Tom Wright and Kate Slevin, New York Times
“Before her eleventh-hour decision to reverse course and ‘indefinitely pause’ a landmark plan to charge drivers higher prices for clogging up Manhattan streets, Democratic New York governor Kathy Hochul received $36,000 from lobbyists for state automobile dealers. Half of that money came from a lobbying group that opposed congestion pricing, citing ‘consequences for dealers and the thousands of people they employ.’”
Katya Schwenk, Jacobin Magazine
“The plan was supposed to recognize that bringing a car or truck into this very dense stretch of city has costs—not just the personal cost of going slowly mad while waiting to enter the Holland Tunnel, but costs in carbon emissions and air pollution. Limiting the time that vehicles spent idling in lines to enter Manhattan and exit Manhattan and turn in Manhattan and park in Manhattan—and coming to Manhattan at all—could have reduced the region’s carbon emissions and air pollution…
“Cars are one of the least convenient modes of transportation [in the city]. The city has subway stops blocks apart from each other. It has buses and, in the most congested parts of Manhattan (and in the Lincoln Tunnel), specially designated lanes to speed buses past waiting cars. It has commuter rail going in every direction out of the city… That cars appear to have won out even in New Yorkshows how little room there might be for us to try anything different.”
Sarah Laskow, The Atlantic
The right applauds Hochul’s decision, and urges her to cancel the plan permanently.

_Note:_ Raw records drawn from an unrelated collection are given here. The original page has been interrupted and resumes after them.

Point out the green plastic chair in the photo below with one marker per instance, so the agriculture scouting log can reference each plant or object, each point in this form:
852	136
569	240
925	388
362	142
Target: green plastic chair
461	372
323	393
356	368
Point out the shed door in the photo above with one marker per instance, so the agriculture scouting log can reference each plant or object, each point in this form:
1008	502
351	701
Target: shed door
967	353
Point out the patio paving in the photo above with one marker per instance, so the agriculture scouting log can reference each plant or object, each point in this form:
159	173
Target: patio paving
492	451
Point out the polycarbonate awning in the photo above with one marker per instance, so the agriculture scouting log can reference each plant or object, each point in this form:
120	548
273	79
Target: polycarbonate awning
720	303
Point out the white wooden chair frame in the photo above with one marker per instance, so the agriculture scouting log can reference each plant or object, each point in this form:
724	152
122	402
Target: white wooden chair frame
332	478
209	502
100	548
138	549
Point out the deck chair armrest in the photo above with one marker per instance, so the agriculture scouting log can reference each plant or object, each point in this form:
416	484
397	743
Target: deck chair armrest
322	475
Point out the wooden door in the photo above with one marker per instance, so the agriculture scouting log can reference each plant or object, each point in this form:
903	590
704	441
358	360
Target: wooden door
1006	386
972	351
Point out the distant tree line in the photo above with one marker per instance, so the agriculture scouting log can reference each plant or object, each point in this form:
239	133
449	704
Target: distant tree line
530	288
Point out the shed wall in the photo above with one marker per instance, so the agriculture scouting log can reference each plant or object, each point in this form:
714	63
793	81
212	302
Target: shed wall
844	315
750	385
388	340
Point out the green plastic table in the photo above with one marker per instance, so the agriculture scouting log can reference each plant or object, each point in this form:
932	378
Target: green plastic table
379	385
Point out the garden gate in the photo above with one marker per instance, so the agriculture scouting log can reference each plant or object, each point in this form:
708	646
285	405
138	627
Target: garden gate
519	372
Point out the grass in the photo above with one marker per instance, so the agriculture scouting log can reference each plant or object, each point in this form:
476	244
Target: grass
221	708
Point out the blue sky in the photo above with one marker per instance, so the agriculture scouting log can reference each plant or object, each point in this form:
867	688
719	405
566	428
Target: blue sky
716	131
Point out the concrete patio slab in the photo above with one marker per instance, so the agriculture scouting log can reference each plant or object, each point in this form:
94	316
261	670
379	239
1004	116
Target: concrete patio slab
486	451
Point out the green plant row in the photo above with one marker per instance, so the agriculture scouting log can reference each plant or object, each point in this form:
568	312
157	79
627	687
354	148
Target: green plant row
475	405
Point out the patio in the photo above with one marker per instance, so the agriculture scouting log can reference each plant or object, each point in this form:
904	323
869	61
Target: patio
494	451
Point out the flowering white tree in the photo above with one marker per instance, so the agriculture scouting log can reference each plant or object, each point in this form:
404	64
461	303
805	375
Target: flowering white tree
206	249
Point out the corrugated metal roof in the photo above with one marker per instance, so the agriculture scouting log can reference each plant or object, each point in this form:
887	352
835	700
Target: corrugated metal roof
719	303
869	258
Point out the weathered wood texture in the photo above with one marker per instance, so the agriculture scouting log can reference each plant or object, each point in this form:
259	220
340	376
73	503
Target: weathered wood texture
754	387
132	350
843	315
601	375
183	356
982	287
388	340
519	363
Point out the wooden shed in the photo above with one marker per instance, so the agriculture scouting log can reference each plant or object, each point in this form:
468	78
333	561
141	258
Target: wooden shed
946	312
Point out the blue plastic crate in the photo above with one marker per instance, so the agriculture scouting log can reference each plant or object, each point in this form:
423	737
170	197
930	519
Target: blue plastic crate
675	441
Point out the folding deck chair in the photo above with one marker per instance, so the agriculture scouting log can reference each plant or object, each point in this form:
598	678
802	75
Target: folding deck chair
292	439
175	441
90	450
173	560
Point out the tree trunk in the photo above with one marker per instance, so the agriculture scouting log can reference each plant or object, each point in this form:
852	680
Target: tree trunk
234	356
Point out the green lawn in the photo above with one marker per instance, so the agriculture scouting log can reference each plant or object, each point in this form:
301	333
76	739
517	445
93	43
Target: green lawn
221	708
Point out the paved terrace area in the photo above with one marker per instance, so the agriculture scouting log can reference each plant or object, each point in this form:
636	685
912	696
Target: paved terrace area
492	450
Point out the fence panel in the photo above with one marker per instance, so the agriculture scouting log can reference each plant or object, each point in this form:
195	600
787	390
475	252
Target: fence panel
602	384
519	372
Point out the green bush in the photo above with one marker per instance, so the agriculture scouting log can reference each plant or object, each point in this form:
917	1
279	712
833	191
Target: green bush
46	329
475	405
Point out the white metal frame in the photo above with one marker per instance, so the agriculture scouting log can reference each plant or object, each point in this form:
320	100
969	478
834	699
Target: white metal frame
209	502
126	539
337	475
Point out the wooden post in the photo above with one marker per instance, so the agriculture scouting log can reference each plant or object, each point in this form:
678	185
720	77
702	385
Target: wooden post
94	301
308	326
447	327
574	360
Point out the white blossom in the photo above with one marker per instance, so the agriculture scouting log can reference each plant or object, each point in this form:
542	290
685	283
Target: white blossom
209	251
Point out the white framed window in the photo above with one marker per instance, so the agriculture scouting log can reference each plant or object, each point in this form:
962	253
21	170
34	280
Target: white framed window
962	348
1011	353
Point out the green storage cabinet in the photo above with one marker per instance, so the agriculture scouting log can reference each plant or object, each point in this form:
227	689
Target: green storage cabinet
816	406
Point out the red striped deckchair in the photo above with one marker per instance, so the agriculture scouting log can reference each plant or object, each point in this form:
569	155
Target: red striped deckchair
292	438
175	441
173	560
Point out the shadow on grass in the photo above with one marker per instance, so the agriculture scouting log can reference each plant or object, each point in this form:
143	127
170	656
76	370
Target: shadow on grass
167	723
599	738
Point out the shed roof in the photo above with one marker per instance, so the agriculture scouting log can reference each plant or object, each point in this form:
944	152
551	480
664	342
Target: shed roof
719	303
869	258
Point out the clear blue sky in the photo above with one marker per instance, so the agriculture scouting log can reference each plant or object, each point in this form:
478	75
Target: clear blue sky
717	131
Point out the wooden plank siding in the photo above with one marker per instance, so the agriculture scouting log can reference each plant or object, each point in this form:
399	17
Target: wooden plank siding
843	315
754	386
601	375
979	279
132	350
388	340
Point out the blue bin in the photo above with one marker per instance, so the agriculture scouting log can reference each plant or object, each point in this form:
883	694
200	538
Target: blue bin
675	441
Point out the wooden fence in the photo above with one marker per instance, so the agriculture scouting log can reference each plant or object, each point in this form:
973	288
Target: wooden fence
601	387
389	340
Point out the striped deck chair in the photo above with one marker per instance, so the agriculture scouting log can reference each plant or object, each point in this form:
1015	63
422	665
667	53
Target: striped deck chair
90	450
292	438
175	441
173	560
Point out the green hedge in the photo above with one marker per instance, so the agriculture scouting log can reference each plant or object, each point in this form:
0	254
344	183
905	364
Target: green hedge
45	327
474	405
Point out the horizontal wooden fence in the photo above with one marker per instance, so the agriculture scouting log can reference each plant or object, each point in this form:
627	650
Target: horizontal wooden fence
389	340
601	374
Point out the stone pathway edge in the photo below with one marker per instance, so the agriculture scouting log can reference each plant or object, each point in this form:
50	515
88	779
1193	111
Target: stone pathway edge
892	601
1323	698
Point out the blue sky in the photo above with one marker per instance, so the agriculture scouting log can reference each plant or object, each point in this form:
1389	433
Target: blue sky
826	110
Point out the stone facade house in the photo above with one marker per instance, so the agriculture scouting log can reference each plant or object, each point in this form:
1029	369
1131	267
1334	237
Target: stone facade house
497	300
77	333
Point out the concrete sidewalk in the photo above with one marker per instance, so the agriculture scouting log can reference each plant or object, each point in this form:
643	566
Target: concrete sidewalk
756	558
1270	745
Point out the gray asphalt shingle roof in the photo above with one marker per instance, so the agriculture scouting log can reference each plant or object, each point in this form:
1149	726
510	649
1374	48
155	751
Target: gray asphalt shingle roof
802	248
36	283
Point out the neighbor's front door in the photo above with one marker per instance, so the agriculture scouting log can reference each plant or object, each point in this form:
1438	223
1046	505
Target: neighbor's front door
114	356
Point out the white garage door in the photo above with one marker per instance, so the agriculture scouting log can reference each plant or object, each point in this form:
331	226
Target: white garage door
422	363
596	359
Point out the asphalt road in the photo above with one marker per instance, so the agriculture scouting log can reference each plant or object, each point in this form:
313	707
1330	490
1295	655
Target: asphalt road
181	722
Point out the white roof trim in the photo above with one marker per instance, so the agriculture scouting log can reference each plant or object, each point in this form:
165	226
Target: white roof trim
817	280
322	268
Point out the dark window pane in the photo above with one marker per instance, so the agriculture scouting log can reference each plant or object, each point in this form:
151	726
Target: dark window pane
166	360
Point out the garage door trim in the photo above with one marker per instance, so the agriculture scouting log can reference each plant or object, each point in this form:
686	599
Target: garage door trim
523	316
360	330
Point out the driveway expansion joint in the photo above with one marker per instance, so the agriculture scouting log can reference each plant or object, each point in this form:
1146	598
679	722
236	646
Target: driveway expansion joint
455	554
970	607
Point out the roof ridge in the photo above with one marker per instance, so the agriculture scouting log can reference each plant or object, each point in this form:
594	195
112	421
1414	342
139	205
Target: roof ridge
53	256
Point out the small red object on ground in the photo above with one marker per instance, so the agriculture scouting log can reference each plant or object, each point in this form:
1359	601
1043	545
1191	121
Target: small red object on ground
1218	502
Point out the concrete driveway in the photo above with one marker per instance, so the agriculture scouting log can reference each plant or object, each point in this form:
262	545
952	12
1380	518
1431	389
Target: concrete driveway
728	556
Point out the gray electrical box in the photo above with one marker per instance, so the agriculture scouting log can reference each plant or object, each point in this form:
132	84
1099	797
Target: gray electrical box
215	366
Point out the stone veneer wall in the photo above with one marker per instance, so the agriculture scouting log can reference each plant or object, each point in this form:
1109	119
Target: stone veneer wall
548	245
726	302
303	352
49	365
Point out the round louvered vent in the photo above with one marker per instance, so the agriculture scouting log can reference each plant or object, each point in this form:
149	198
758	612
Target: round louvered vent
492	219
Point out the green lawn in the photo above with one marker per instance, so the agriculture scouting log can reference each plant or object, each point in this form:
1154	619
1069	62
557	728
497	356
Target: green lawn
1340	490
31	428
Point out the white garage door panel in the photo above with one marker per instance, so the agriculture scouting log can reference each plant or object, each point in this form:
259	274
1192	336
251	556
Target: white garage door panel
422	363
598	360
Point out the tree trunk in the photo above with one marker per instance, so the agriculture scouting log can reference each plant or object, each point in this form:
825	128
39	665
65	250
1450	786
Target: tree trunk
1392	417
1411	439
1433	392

The right applauds Hochul’s decision, and urges her to cancel the plan permanently.
“The delay was the obvious choice politically in an election year: A whopping 63% of New Yorkers are against it, and the plan faced opposition from everyone from the teachers union to members of Hochul’s own party. Yet she’s treating it only as bad timing: Times are hard and the city is still bouncing back from the COVID shutdowns — but signaling that the tolls could return under the right circumstances…
“No: Kill congestion pricing for good — otherwise, this looks like a stall to avoid putting a deeply unpopular policy in place before the November election, when Hochul’s Democrats hope to pick up suburban House seats. As The Post has reported, and Hochul herself now admits, the fees would slam all New Yorkers, not just drivers, slowing tourism and slamming businesses. That’s all still going to be true even if the city’s economic outlook improves.”
Editorial Board, New York Post
“ABC points out that the congestion tax would have been added on top of tolls already charged to use certain key bridges and tunnels into Manhattan, such as ‘the $13.38 to $17.63 it costs to take a car through the Lincoln or Holland tunnels.’ There is also already a $2.50 congestion surcharge on taxi journeys that begin, end, or pass through Manhattan south of 96th Street… [Hochul] should be congratulated for being prepared to change her plans in the face of a difficult economic reality.”
Andrew Stuttaford, National Review
Others argue, “To backtrack at the eleventh hour like this, with the MTA having already purchased $500 million of equipment for tolling, is clearly representative of her ineffectual governance. If there was ever a possibility that the plan had problems or would need to be disposed of, why spend the money and drag New Yorkers through this controversy in the first place? The sunk costs here are immense. The congestion pricing plan has distressed many residents of the city, and the MTA has already set aside $15 billion for projects that would have been funded by revenue from the program…
“What might be worse is how deceitful she has been leading up to Wednesday’s controversial reversal. Two weeks ago, at the Global Economic Summit in Ireland, Hochul asserted that the program was vital to ‘making cities more livable.’ On Wednesday, she claimed the city’s post-pandemic economic recovery played a factor. The reversal comes as positive news to many and is indeed the correct choice, but the evident mishandling of the situation proves Hochul isn’t fit for office.”